The path was flat and the ride flew by quickly as Chili told us about the area and engaged us in conversation. Soon we arrived at the main market in Roluos Village. This market sells everything from live fish to freshly butchered meats, to toothpaste and fresh veggies. The locals come everyday to buy what the need for the evening. 

The locals were genial, willing to pose for photos, and happy to sell us random street food to try. Banana wrapped in sticky rice and steamed in a banana leaf is delicious; as well as coffee with condensed milk. All too soon we had to hop back on our bikes and pedal back to the SUV in order to head to our next port of call, Kampong Khleang Floating Village. 

Kampong Khleang Floating Village is one of the three major villages that most travelers to Siem Reap visit. It is the largest, with over 10,000 inhabitants and the least over run with tourists and potential scams (mainly because it is the furthest away from Siem Reap).

Once we arrived in what I think was the center of the village (there was a giant Buddha at the edge of a massive Buddhist Monastery) and the boat dock, we boarded a small motor boat and commenced our journey down the Tonlé Sap River towards Tonlé Lake. Since the village is so big, you actually get a pretty long boat ride (about an hour). We first meandered through the main part of town, and marveled at the stilt homes that lined both shores. 

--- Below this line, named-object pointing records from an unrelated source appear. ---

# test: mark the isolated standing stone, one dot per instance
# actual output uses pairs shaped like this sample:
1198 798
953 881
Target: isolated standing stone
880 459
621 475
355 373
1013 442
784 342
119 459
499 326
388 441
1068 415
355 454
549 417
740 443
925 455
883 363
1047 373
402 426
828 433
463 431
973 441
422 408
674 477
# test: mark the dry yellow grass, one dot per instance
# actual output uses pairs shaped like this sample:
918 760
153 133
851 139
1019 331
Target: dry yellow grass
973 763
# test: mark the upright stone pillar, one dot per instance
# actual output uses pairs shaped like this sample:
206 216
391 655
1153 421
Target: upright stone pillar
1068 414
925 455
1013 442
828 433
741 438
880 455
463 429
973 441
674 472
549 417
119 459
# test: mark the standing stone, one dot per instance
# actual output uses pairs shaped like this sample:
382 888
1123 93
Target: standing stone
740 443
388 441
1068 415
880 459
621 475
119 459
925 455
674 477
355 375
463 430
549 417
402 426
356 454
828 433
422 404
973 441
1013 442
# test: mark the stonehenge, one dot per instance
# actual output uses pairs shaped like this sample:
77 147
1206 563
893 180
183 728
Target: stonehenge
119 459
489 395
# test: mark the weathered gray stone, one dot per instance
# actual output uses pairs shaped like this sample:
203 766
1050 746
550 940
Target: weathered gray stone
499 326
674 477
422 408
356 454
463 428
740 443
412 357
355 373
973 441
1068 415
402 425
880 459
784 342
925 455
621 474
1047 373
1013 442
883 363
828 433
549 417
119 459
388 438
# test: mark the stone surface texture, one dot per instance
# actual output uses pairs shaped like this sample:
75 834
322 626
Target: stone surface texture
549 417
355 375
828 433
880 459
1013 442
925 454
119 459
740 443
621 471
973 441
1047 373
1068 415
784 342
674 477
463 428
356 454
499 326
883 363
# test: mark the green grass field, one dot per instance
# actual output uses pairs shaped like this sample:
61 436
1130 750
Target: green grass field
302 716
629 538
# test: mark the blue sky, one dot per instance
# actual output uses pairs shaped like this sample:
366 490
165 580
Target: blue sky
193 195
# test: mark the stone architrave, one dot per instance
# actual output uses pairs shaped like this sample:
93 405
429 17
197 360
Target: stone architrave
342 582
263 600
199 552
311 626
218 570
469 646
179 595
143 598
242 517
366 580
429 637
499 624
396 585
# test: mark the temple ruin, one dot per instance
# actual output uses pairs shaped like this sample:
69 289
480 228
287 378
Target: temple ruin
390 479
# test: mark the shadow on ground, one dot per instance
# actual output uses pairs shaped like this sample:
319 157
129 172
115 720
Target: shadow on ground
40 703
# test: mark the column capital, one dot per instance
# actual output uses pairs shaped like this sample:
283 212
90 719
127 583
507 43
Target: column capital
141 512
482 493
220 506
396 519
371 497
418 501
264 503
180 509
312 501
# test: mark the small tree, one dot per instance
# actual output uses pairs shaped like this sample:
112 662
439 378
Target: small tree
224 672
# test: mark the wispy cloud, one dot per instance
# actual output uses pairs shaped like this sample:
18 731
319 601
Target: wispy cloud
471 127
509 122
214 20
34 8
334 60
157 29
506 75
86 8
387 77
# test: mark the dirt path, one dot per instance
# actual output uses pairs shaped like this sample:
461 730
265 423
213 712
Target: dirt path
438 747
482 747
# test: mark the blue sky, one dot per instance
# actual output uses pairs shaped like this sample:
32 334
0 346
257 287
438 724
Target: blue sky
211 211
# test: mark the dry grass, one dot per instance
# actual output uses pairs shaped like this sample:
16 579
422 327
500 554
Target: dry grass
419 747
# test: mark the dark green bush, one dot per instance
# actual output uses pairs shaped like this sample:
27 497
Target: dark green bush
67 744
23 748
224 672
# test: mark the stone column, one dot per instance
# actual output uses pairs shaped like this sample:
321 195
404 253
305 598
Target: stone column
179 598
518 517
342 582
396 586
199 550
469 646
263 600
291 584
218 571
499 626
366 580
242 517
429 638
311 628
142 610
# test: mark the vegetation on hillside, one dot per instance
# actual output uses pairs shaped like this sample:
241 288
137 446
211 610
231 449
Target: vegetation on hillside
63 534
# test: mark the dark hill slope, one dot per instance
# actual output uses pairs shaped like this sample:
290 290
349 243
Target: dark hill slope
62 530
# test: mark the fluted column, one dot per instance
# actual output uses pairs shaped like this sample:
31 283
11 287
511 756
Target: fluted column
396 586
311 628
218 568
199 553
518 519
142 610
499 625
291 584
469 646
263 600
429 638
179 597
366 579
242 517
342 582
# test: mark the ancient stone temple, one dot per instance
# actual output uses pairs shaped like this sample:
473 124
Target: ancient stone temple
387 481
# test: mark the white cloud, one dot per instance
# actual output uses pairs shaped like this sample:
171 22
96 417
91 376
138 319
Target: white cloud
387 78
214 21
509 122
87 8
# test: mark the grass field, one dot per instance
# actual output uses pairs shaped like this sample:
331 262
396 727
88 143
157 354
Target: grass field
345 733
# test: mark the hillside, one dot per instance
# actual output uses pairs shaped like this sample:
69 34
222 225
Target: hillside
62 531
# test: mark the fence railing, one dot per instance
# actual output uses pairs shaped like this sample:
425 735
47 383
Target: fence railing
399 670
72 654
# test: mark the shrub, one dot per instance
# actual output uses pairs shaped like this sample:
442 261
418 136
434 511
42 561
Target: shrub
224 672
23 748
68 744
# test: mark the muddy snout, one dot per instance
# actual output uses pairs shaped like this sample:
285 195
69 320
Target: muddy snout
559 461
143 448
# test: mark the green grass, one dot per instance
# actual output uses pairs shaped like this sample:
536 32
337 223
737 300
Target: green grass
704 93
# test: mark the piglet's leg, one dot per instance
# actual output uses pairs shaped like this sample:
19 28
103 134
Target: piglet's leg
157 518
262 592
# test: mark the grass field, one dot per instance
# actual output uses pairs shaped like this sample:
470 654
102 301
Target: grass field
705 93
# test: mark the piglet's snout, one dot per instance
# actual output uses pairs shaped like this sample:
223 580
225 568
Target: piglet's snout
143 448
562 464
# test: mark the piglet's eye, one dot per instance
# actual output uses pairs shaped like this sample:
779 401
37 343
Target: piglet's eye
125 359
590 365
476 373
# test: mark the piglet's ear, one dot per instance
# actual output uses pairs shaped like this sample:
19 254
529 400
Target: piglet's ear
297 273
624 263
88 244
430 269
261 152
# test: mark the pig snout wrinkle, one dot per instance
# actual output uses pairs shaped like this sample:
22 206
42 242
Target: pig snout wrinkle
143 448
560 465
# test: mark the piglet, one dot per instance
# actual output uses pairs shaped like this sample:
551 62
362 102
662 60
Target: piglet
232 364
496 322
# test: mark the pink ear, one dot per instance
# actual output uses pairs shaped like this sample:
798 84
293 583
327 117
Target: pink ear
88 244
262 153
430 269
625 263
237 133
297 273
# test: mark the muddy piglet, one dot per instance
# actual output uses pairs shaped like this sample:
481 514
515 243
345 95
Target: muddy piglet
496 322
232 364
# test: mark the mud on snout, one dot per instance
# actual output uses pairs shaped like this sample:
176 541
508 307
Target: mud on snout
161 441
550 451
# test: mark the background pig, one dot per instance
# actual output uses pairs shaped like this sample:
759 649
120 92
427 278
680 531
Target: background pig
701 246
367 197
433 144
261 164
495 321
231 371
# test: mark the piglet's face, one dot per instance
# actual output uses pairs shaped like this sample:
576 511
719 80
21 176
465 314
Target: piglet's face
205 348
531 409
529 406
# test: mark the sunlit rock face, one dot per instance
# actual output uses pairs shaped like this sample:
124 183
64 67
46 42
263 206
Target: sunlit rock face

As we continued on, the stilted homes gave way to lush green grasses and we were invited to sit on the prow of the boat and wave at the local fisherman and water taxis ferrying their passengers and cargo along the river. Chili informed us that we were on a hunt for the true floating village. Because the village migrates multiple times throughout the year and because it was dry season, we had to drive to the very edge of Tonlé Lake before we saw the boats. 

The floating village is splendid with actual wooden buildings built on top of moveable platforms. It doesn’t really look like traditional house boats, but like someone took a literal village and replaced the earthen ground with a aqueous one. There was even an entire building dedicated as a “playground“; where dancing children smiled and waved at us as we cruised past.

Unfortunately, all good thing must come to an end, but more adventures await. After docking back at shore and some creative maneuvering to bridge the gap between the boat and the walkway, our party progressed on foot across the bridge and into the stilt homes. We walked for a bit until reaching a homestay and guesthouse where a wonderful fish lunch had been prepared for us. The lunch was excellent and went well with a cold Cambodia beer, while overlooking the river and making funny faces at our hosts’ 10 month old son.

After lunch, we bid the family good bye and Chili drove us home via the highway. Over all, this tour was amazing and I highly recommend the company if you’re wanting to see more than just Wats and Temples in Siem Reap.